I’d like to think I was the sober, respectful guy through all that, but was I? What if there was a woman who posted “Me, too” last week and her story is about an asshole she met at a show in Asbury Park, New Jersey who was relentless until she gave in? Again, I don’t think so, but maybe.

I became single again in my late-30s and forties and still had that 20-something drive as I rejoined the world of dating, hooking up, and “Hey, do you want to stay over?” As an academic feminist, I was keenly aware of power dynamics and the unspoken reality that a lot of my fellow feminists won’t acknowledge – Every single relationship has a power dynamic at work. In patriarchal culture, there is always a power dynamic between males and females. Even two same-gender twins will have a power dynamic. Just ask the one who was born second. You cannot avoid power dynamics. Sorry HR people. The issue is how you respect those power dynamics. Do you leverage them to your advantage? Harvey Weinstein sure did. But did I? Ever? Just because there were broken hearts on both sides doesn’t mean I wasn’t a dick at some point. Often?

Founding sociologist Emile Durkheim argued in 1897 that is deviance is functional because it allows for the evolution of society. Martin Luther King, Jr.’s civil disobedience and criminality facilitated the national conversation about civil rights and allowed the country to evolve. We should thank him for breaking unjust laws. Weinstein is no King, but this national conversation he has caused will help us to evolve away from the normality of sexual harassment. “Hey, asshole, don’t be a Weinstein!” I can here it now (and I might have needed to hear it then).

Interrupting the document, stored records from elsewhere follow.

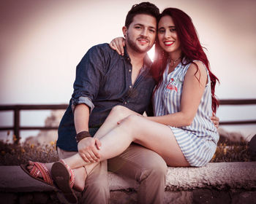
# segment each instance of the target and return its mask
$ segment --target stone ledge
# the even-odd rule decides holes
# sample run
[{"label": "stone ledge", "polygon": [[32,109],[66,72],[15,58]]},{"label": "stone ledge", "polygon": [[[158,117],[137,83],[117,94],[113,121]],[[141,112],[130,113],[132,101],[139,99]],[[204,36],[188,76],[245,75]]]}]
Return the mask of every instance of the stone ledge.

The men who hear and read “Me, too” need to more than say, “That sucks,” or post a sad-face emoji. They need to reflect how they have participated in similar harassment and sexual aggression, perhaps without even recognizing it. And certainly how we excuse our male peers from the ease of sexual domination. A big part of (male) privilege is that the behaviors that reinforce it are often invisible to those who do it (but not to those whom it is being done to). But when the recipients of that aggression, backed by the weight of centuries of male power, are half of our species, it’s time to see it, acknowledge our part in it, and stop it. Just stop it.